Continuous infusion of substance P into rat striatum alleviates nociceptive behavior via phosphorylation of extracellular signal-regulated kinase 1/2.

Intraplantar injection of 0.4% formalin into the rat hind paw leads to a biphasic nociceptive response; an 'acute' phase (0-15 min) and 'tonic' phase (16-120 min), which is accompanied by significant phosphorylation of extracellular signal-regulated kinase (ERK)1/2 in the contralateral striatum at 120 min post-formalin injection.
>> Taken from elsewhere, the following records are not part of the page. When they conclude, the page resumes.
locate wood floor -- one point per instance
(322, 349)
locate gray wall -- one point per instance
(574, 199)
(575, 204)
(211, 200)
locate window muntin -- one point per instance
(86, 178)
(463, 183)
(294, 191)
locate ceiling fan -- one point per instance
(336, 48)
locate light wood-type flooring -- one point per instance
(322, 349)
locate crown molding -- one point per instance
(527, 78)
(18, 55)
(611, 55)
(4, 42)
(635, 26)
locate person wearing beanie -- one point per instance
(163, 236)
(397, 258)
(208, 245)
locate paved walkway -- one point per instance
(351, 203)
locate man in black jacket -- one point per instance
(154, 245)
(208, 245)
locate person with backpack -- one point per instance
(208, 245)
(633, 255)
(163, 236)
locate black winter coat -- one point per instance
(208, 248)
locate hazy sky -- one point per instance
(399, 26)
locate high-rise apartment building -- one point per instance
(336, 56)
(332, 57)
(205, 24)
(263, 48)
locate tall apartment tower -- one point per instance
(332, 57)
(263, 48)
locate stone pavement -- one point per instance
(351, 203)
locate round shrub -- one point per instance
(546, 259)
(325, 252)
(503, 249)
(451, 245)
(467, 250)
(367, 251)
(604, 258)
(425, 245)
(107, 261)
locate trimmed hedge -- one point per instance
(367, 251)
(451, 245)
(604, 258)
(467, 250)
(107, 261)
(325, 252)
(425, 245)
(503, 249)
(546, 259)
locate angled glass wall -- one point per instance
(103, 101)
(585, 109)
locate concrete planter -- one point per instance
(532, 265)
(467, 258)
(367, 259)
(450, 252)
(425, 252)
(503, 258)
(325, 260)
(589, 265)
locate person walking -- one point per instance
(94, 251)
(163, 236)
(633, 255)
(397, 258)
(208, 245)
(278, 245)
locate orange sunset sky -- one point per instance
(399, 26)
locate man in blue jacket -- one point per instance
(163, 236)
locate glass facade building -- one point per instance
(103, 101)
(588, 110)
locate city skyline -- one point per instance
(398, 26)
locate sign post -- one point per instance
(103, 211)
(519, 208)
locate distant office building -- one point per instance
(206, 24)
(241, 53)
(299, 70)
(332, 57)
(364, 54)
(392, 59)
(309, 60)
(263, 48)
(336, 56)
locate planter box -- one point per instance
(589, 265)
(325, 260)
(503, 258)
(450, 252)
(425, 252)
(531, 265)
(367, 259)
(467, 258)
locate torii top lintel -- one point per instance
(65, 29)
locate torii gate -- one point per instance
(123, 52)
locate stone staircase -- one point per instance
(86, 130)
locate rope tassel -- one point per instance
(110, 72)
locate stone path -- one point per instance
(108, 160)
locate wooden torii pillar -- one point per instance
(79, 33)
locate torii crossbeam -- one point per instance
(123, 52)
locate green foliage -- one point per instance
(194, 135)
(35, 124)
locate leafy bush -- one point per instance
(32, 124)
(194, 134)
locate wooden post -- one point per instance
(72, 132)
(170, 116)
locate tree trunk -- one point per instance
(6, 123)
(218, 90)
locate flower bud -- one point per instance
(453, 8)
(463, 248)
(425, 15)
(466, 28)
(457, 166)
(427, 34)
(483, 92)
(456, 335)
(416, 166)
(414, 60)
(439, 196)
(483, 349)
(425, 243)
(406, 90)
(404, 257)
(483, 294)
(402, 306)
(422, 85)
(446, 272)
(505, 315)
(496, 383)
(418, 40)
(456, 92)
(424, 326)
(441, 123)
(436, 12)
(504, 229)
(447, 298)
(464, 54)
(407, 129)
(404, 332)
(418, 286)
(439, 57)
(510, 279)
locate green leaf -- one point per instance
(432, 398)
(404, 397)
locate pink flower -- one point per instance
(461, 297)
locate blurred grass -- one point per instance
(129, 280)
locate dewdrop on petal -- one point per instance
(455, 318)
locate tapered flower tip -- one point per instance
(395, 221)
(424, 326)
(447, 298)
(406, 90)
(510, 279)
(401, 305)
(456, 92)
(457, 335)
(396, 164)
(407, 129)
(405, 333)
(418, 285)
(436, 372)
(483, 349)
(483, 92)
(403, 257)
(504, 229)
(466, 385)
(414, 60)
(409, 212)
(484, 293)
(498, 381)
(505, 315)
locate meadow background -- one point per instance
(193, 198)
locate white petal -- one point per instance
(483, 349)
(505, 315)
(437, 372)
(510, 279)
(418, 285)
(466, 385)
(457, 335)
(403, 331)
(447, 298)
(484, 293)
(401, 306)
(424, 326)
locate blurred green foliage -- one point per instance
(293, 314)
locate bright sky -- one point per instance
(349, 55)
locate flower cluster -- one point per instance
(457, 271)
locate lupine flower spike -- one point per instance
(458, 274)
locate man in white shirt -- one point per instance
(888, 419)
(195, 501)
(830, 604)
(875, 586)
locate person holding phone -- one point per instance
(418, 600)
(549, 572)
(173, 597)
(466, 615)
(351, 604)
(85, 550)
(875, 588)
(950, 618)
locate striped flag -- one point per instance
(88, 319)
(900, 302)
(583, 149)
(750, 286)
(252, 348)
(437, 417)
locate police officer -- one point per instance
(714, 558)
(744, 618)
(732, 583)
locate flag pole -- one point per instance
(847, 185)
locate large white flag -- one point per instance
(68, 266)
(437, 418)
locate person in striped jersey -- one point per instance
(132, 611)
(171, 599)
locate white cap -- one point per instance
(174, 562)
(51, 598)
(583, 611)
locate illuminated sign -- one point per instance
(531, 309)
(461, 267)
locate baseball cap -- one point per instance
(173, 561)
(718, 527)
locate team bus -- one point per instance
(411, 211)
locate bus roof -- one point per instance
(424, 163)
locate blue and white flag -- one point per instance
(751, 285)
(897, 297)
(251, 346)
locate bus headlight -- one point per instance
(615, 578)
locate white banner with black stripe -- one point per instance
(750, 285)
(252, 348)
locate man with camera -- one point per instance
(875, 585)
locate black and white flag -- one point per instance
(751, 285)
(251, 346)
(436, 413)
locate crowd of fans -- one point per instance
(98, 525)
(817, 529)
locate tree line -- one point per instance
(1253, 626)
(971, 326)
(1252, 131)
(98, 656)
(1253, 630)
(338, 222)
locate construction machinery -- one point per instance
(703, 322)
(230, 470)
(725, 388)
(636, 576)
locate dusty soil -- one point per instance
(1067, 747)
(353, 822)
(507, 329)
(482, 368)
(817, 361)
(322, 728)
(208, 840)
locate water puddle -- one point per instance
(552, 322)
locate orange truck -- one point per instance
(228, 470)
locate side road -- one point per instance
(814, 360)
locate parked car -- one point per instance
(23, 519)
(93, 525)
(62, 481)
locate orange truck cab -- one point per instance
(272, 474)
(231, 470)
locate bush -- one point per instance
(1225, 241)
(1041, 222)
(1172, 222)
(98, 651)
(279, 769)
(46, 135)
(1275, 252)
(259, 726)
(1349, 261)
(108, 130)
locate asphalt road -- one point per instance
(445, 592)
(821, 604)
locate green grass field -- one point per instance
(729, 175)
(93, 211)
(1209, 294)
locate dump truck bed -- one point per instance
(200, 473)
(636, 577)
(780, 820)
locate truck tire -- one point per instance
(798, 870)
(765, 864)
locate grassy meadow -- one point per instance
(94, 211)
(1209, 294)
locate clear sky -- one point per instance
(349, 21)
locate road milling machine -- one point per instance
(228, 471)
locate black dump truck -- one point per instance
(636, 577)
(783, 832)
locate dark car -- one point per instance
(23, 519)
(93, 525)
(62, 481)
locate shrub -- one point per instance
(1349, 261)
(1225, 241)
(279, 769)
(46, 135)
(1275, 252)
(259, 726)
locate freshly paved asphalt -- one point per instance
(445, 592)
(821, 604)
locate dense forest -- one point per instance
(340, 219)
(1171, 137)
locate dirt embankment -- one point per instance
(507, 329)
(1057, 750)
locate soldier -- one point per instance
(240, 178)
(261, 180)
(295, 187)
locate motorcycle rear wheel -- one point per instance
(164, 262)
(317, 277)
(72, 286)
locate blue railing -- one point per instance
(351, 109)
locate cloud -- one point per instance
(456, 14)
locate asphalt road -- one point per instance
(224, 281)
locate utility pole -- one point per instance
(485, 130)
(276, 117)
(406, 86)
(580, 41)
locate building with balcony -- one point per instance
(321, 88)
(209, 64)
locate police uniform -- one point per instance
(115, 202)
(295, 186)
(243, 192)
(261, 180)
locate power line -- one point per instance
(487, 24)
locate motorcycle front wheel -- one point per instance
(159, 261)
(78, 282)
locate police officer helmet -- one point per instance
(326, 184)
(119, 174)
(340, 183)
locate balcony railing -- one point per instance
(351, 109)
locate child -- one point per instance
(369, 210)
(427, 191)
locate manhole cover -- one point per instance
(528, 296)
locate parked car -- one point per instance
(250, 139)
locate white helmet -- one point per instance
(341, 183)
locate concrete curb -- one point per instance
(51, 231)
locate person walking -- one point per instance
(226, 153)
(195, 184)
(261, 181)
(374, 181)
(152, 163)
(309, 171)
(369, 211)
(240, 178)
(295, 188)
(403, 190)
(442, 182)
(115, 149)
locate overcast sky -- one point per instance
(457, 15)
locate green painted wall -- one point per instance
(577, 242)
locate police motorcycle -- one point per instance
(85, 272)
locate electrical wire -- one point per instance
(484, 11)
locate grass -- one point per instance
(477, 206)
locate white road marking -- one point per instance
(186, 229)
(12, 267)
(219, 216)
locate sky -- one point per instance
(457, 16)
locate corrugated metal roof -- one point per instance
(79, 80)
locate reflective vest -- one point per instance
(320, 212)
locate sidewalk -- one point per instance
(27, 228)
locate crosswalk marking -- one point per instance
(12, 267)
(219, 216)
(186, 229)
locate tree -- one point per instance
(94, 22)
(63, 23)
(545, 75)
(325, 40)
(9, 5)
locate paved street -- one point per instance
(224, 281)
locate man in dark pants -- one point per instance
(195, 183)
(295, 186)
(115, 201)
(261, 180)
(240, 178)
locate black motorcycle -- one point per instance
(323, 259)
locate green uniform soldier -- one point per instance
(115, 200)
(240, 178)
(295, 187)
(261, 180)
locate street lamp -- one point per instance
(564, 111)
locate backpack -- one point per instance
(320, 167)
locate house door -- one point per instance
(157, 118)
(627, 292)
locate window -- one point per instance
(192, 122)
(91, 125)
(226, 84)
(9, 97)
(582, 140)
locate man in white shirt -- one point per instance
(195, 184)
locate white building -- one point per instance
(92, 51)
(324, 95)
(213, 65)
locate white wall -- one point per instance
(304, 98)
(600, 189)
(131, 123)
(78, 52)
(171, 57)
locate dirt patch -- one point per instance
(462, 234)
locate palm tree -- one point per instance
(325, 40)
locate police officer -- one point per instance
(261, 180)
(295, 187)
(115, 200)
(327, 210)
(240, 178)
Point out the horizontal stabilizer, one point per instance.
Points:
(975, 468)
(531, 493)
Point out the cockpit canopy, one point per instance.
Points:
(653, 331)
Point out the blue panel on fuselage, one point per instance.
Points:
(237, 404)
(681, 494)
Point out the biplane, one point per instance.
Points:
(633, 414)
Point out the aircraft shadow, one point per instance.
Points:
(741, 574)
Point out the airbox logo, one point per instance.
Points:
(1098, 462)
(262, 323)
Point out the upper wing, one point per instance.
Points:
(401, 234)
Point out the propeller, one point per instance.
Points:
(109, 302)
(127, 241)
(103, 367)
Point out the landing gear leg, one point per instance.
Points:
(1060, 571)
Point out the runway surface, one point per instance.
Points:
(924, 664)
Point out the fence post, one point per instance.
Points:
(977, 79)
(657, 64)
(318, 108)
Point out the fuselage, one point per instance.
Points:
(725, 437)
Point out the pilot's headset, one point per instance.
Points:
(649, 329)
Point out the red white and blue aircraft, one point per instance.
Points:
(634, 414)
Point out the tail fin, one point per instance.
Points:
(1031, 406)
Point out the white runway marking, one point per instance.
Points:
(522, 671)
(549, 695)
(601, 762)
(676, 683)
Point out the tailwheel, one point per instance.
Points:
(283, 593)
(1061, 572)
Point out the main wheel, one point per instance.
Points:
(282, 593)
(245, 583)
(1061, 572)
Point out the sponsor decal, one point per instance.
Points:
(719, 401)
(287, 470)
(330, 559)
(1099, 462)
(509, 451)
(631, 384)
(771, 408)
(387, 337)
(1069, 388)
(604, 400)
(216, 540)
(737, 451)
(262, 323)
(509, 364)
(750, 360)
To uncover a possible relationship between the slow-onset substance P (SP) release and increased ERK1/2 phosphorylation in the striatum, continuous infusion of SP into the striatum by reverse microdialysis (0.4 μg/mL in microdialysis fiber, 1 μL/min) was performed to mimic volume neurotransmission of SP. Continuous infusion for 3 h of SP reduced the duration of 'tonic' phase nociception, and this SP effect was mediated by neurokinin 1 (NK1) receptors since pre-treatment with NK1 receptor antagonist CP96345 (10 μM) blocked the effect of SP infusion. However, formalin-induced 'tonic' phase nociception was significantly prolonged following acute injection of the MAP/ERK kinase 1/2 inhibitor PD0325901 (100 pmol) by microinjection. The coinfusion of SP and PD0325901 significantly increased the 'tonic' phase of nociception. These data demonstrate that volume transmission of striatal SP triggered by peripheral nociceptive stimulation does not lead to pain facilitation but a significant decrease of tonic nociception by the activation of the SP-NK1 receptor-ERK1/2 system. Noxious stimulation induces a slow-onset substance P (SP) release as a volume transmitter, activating extra-synaptic NK1 receptors, and evokes phosphorylation of extracellular signal-regulated kinase (ERK) 1/2. The SP-NK1-ERK1/2 system in the striatum decreases tonic nociception.